Les violences ont fini par engendrer la défiance vis-à-vis de l’Etat et même des autorités pour déboucher sur la colère des populations, a constaté M. Meckassoua qui s’est interrogé : « Comment comprendre que les forces de l’ONU sont sur le terrain et que les populations continuent d’être massacrées et violentées ?  »

La députée de la ville centrafricaine de Markounda (nord-ouest), Emilie-Béatrice Epaye, a posé le problème des familles meurtries, qui sont sans vivres et ne sachant pas ce qui adviendra le lendemain.

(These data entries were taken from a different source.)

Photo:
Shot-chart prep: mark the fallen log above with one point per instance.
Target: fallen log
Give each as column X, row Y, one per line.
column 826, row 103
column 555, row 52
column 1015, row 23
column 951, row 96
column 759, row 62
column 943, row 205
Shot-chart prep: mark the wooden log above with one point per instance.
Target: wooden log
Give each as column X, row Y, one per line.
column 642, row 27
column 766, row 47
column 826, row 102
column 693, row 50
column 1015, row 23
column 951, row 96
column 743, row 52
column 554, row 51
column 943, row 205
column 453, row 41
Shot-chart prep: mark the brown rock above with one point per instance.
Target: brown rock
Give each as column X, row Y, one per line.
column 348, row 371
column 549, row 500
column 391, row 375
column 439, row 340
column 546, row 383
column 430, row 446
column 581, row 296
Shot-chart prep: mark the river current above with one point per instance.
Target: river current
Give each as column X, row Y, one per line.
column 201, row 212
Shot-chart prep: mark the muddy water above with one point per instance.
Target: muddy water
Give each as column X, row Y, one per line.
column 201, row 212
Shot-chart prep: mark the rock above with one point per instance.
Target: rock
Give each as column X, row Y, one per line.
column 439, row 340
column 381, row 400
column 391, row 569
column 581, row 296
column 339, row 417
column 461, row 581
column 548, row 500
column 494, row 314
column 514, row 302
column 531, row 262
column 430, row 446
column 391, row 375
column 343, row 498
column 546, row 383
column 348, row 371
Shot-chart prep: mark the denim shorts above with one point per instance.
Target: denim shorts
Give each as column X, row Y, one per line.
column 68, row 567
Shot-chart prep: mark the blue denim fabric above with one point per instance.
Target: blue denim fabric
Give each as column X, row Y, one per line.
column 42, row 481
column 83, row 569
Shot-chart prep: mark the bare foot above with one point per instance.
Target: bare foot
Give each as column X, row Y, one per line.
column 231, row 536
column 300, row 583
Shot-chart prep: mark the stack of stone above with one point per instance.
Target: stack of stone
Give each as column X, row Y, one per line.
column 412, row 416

Le député de la ville centrafricaine de Damara (75 kilomètres à l’ouest de Bangui), Mamadou Nali, en sa qualité de médecin, a démontré l’état piteux des centres de santé abandonnés par le personnel soignant, pillés par les groupes armés et exposant les patients même à la mort à cause des infections bénignes.

Il s’est appesanti sur les taux élevés de mortalité maternelle et infantile, la prévalence élevé du sida et le recours des malades à la pharmacopée traditionnelle.

L’insécurité aidant, il a fait mention du retrait des humanitaires de certaines localités, exposant les populations des régions qui sont sous le contrôle des rebelles à des situations humanitaires dramatiques.

Enfin, le député de la ville centrafricaine de Bocaranga I (nord-ouest), Anicet-Georges Dologuélé a mis le doigt sur la moralité du personnel de la mission onusienne MINUSCA, dont certains auraient pactisé avec les leaders des groupes armés sur des bases culturelles, religieuses, ou des intérêts économiques obscurs, allusion faite à l’exploitation frauduleuse des ressources minières.

Il a demandé que les forces onusiennes se servent de la même robustesse comme dans les villes centrafricaines de Bambari (centre) et de Bocaranga pour déloger les groupes armés et imposer la paix, puisque le maintien de la paix ne donne pas le résultat escompté en RCA.

Pendant que M. Guterres était en train d’échanger avec les parlementaires, la ville centrafricaine Batangafo (nord) a fait l’objet d’une attaque par des groupes armés assimilés aux ex-séléka partis des villes centrafricaines de Kabo (nord) et Kaga-Bandoro (centre-nord) à bord de 8 véhicules et 26 motos, selon des témoins. Ces assaillants ont incendié sur leur passage des cases. La ville même de Batangafo a été mise à sac. La MINUSCA s’est abstenue de se prononcer sur cette attaque.

La journée du vendredi a marqué le dernier jour du séjour de quatre jours de M. Guterres en terre centrafricaine.